An equation is a mathematical statement that asserts the equality of two expressions. In our problem, we have the equation \(36 = 9 \times x\). This equation tells us that the product of 9 and an unknown variable \(x\) is equal to 36. To better understand equations, remember:

• An equation shows a relationship between numbers or variables.
• In our example, 36 is the total product of multiplying 9 and some unknown number \(x\).
• The equals sign \(=\) indicates that both sides of the equation have the same value.

Understanding how to set up and interpret equations is crucial for solving problems in algebra.

Multiplication is one of the basic arithmetic operations, and it involves combining equal groups.
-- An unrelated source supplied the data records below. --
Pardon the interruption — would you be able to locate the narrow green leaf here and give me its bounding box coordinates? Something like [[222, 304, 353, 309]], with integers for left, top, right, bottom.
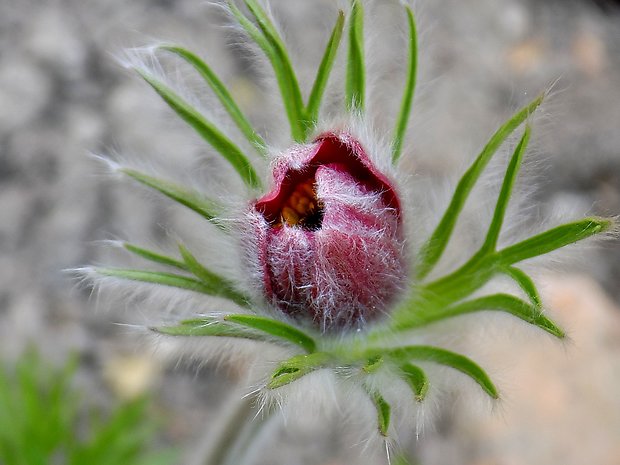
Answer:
[[345, 0, 366, 113], [179, 244, 249, 307], [396, 294, 564, 338], [392, 6, 418, 164], [502, 266, 542, 309], [160, 45, 267, 157], [418, 94, 544, 279], [306, 11, 344, 127], [123, 242, 187, 271], [95, 268, 234, 297], [367, 390, 392, 437], [267, 352, 331, 389], [136, 69, 261, 189], [151, 317, 267, 341], [382, 346, 499, 399], [399, 363, 429, 402], [497, 218, 614, 265], [481, 124, 532, 253], [121, 168, 223, 228], [228, 0, 306, 142], [224, 315, 316, 353]]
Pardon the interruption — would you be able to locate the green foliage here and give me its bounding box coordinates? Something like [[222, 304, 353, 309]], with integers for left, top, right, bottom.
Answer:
[[115, 0, 615, 435], [229, 0, 306, 142], [138, 70, 261, 189], [160, 45, 267, 157], [121, 168, 222, 228], [418, 95, 543, 279], [0, 350, 177, 465], [306, 11, 344, 128], [368, 390, 392, 436], [392, 6, 418, 164]]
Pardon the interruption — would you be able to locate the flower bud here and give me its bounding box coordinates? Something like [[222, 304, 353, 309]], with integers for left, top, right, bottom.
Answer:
[[248, 133, 407, 331]]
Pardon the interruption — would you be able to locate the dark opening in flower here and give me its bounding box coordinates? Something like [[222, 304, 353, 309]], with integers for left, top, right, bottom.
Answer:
[[249, 133, 407, 330]]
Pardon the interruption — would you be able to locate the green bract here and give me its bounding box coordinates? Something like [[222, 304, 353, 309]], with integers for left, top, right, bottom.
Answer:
[[97, 0, 614, 436]]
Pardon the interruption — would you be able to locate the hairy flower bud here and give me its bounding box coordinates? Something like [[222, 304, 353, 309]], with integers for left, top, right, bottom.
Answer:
[[249, 133, 407, 330]]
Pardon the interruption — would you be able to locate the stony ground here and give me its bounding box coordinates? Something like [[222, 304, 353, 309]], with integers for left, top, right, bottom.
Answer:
[[0, 0, 620, 465]]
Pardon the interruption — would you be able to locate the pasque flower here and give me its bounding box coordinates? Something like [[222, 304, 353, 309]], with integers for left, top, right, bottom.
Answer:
[[248, 133, 407, 330], [89, 0, 614, 456]]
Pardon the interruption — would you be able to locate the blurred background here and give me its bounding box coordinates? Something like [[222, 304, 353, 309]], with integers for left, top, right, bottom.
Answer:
[[0, 0, 620, 465]]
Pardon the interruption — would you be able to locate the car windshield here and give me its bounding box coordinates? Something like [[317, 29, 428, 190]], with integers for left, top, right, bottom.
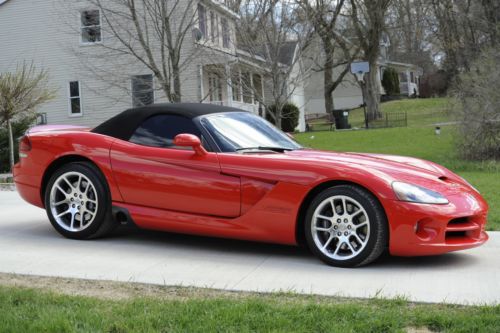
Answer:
[[201, 112, 302, 152]]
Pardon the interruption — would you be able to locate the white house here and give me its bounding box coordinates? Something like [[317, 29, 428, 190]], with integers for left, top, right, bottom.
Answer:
[[0, 0, 266, 126], [291, 35, 422, 114]]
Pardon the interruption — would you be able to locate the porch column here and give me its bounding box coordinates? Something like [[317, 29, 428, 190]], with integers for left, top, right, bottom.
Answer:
[[198, 65, 205, 102], [224, 64, 233, 106]]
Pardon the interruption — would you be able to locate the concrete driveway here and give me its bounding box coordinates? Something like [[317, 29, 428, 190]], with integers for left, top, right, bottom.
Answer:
[[0, 191, 500, 304]]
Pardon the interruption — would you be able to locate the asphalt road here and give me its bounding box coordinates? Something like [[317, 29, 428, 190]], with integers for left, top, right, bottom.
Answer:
[[0, 191, 500, 304]]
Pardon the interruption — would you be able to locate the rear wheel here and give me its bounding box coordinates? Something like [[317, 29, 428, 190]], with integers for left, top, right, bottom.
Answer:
[[45, 162, 115, 239], [304, 185, 388, 267]]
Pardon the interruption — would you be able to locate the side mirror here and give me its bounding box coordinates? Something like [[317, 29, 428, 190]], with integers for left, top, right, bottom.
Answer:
[[174, 133, 207, 156]]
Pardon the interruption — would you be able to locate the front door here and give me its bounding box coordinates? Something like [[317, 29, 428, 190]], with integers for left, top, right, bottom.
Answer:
[[110, 115, 240, 217]]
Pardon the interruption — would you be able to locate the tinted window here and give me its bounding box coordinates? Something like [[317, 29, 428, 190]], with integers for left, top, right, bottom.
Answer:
[[129, 115, 200, 148]]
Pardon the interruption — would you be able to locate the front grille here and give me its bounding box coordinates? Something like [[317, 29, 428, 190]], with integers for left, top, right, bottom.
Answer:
[[445, 216, 481, 242]]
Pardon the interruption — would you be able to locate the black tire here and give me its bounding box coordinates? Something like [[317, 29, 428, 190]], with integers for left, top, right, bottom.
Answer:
[[304, 185, 389, 267], [44, 162, 116, 240]]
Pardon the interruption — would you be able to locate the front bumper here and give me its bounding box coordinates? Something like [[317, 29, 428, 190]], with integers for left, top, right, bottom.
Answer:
[[386, 191, 488, 256]]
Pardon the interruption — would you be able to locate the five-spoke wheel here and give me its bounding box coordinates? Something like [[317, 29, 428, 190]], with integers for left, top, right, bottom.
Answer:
[[45, 162, 114, 239], [50, 171, 98, 232], [305, 185, 388, 267]]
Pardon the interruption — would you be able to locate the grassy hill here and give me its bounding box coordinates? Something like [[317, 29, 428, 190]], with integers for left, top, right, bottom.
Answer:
[[296, 98, 500, 230]]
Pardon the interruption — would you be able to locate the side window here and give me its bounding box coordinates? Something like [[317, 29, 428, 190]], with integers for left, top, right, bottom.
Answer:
[[80, 9, 102, 44], [129, 115, 201, 149]]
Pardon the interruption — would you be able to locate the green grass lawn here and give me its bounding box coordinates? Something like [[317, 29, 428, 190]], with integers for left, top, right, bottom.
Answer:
[[0, 286, 500, 333], [296, 98, 500, 230]]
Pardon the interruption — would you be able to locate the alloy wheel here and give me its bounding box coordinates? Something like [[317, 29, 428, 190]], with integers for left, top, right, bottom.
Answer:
[[49, 171, 98, 232], [311, 195, 370, 261]]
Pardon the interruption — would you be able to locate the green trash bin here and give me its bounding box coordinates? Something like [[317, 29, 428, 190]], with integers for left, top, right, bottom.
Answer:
[[332, 109, 351, 129]]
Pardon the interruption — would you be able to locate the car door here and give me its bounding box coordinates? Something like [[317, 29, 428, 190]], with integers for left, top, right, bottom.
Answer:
[[110, 114, 240, 217]]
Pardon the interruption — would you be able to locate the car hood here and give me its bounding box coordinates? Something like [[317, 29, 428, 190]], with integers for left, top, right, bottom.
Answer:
[[287, 149, 469, 192]]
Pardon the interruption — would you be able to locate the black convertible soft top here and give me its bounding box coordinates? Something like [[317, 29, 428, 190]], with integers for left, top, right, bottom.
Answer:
[[91, 103, 243, 140]]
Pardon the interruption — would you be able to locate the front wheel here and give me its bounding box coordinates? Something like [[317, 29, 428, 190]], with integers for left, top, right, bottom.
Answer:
[[304, 185, 388, 267], [45, 163, 114, 239]]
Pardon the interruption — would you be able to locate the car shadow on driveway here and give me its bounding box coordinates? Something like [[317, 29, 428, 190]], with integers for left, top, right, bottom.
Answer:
[[107, 227, 478, 270]]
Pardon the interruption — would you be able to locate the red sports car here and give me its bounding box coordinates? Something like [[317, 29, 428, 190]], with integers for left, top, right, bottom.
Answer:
[[13, 104, 488, 267]]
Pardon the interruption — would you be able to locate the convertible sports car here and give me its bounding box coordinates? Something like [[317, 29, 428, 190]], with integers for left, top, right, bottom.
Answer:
[[13, 104, 488, 267]]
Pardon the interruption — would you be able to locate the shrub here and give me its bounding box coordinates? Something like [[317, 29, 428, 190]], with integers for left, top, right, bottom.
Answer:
[[266, 103, 300, 132], [450, 49, 500, 160], [382, 67, 401, 96]]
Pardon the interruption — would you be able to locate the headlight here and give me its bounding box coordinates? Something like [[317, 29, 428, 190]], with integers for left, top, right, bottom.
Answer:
[[392, 182, 448, 205], [460, 177, 481, 193]]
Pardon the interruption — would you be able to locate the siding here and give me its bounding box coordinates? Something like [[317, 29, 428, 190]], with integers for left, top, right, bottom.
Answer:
[[0, 0, 238, 127]]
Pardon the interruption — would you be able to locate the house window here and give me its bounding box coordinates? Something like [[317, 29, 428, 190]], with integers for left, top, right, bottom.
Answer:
[[221, 18, 231, 49], [132, 74, 154, 107], [69, 81, 82, 116], [241, 72, 252, 104], [80, 9, 102, 44], [198, 4, 207, 37], [253, 74, 264, 103], [231, 72, 241, 102], [210, 12, 218, 43], [208, 74, 222, 102]]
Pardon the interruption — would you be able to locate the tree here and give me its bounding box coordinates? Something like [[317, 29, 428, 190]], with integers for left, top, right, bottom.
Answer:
[[450, 46, 500, 160], [349, 0, 392, 120], [387, 0, 436, 73], [297, 0, 359, 112], [0, 63, 55, 168], [236, 0, 311, 128], [428, 0, 500, 82]]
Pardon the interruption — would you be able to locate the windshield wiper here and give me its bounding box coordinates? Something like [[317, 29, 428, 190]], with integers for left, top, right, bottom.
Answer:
[[236, 146, 293, 153]]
In this exercise, we are using multiplication to find a product. Here's how it works:

• In the equation \(36 = 9 \times x\), 9 is a factor, and \(x\) is the unknown factor we need to find.
• To "multiply" means to add a number to itself a certain number of times. For example, 9 multiplied by 4 means 9 added together 4 times.
• Multiplication is commutative, meaning \(a \times b = b \times a\). It is also associative, which allows us to group numbers differently, like \((a \times b) \times c = a \times (b \times c)\).

This fundamental operation helps us understand how quantities relate to each other.

Division is another fundamental operation in mathematics, which is essentially the inverse of multiplication. When solving for a missing factor like in our problem, division helps us isolate the unknown variable:

• To solve \(36 = 9 \times x\), we divide both sides by 9 to find \(x\). This results in \(x = \frac{36}{9}\).
• Division helps us separate a total into equal parts.\(36 \div 9\) asks, "how many times does 9 fit into 36?" The answer is 4.
• We use division here to balance the equation by doing the same operation on both sides.

Understanding division ensures you can solve equations and re-discover factors in a relationship.

Solving for variables in an equation involves finding the value of the variable that makes the equation true. Let’s break it down:

• In our problem, the variable \(x\) holds the place of the missing number in the equation \(36 = 9 \times x\).
• To determine \(x\), we perform operations that isolate \(x\) on one side of the equation.
• In our example, dividing both sides of the equation by 9 simplifies it to \(x = 4\).
• This operation of isolating \(x\) reveals that the missing number is 4 because when 9 is multiplied by 4, the product equals 36.

Knowing how to solve for variables enables you to find unknowns in various mathematical contexts, which is a fundamental skill in algebra.